Amy shoots me a dirty look. Not a good I’m-gonna-fuck-you-til-your-eyes-bleed sort of dirty look, but more like a you’re-not-half-as-funny-as-you-think-you-are-so-why-don’t-you-just-shut-the-hell-up-and-by-the-way-you’re-not-gonna-get-any-pussy-off-me kind of dirty look. I prefer the former. It shames me to think that, before picking up Amy at her apartment, I was deluded enough to swing by CVS for a pack of condoms.

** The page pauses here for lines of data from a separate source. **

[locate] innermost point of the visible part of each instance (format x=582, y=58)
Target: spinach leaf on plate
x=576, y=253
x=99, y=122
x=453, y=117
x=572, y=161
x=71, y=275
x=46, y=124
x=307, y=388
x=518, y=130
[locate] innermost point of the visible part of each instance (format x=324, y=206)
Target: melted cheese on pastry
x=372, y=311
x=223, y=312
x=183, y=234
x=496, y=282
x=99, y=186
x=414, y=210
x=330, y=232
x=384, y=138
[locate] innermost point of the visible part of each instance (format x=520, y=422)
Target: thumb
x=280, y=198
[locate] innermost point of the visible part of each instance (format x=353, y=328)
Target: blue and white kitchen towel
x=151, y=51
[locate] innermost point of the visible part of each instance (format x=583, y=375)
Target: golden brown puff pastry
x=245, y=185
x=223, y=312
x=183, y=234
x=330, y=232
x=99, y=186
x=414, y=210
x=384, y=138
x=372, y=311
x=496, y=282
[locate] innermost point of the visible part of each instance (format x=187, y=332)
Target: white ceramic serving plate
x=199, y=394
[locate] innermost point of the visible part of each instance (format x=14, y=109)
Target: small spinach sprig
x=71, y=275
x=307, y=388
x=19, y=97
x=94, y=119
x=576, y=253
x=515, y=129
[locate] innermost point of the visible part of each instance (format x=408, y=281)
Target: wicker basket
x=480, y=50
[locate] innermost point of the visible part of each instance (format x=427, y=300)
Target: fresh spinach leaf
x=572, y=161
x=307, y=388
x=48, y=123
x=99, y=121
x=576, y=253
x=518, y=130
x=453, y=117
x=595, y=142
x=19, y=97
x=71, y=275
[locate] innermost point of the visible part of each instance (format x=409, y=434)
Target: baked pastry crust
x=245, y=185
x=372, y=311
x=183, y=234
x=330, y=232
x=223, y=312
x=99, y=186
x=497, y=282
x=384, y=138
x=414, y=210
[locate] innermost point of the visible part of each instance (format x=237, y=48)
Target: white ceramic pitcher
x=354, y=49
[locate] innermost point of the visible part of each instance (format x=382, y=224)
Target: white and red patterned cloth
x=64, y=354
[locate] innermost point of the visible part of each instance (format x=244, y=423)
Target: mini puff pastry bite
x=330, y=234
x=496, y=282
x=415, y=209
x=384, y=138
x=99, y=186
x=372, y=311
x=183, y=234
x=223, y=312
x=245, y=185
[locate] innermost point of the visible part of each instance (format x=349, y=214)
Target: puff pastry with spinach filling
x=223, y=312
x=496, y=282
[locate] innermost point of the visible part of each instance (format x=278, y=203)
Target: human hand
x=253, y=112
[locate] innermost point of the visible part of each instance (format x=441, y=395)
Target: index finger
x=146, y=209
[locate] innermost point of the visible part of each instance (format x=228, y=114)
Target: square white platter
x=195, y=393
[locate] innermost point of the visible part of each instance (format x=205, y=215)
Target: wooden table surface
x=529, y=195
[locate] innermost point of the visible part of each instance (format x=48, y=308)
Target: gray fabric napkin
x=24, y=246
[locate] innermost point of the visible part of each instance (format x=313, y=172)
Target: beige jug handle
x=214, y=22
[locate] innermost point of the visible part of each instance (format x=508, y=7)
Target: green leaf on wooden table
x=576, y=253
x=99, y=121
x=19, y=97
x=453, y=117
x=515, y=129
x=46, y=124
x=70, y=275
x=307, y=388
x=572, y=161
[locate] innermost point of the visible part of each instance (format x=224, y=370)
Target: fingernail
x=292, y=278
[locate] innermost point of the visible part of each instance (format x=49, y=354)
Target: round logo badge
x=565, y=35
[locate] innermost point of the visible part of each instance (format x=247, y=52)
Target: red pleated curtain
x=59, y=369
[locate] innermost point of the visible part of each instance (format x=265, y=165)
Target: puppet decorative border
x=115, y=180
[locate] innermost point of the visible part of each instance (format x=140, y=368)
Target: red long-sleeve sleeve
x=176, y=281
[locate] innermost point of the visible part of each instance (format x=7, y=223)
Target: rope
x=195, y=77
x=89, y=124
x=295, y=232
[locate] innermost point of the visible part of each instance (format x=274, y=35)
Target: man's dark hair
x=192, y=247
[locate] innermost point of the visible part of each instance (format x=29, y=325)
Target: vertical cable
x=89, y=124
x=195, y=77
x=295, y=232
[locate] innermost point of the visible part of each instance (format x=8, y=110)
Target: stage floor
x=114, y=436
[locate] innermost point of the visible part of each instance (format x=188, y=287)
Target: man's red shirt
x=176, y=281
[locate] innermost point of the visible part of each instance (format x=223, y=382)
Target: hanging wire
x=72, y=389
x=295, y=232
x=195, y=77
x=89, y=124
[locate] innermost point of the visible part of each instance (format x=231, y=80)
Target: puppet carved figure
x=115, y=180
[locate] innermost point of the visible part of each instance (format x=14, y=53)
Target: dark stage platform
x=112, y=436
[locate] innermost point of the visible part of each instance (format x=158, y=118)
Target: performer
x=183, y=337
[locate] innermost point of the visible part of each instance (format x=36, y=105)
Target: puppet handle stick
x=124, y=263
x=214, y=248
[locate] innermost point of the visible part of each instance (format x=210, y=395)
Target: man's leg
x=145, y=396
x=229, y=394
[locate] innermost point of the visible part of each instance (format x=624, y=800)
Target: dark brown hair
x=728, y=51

Coondick holds court in a cramped one-bench booth near the back. From such a vantage point one can survey the dance floor without having to look upon the country boy Spinal Tap that is Scurvy. Coondick sits alone. He resembles a thin strip of beer jerky left to cure too long. He calls to mind the bastard offspring of Yoda and a chihuahua. Maybe the Taco Bell one. He wears a Budweiser shirt and grass-stained jeans. His eyes are two chunks of crystal meth.

Amy says "Hey, Coondick, what about it."

Coondick shows three broken teeth, gray gums, and a toothpick. Could be it’s a smile. "Lovely lovely Amy. Coondick’s on top of the whole damn world. Better than beneath its heel is what the main man always says. How the hell are you?"

"Not quite on top but close. I wanna introduce you to my friend from work, Eddie. He’s new to these parts and I thought maybe you’d like to tell him a thing or two about Southern living while I have a talk with Hollis."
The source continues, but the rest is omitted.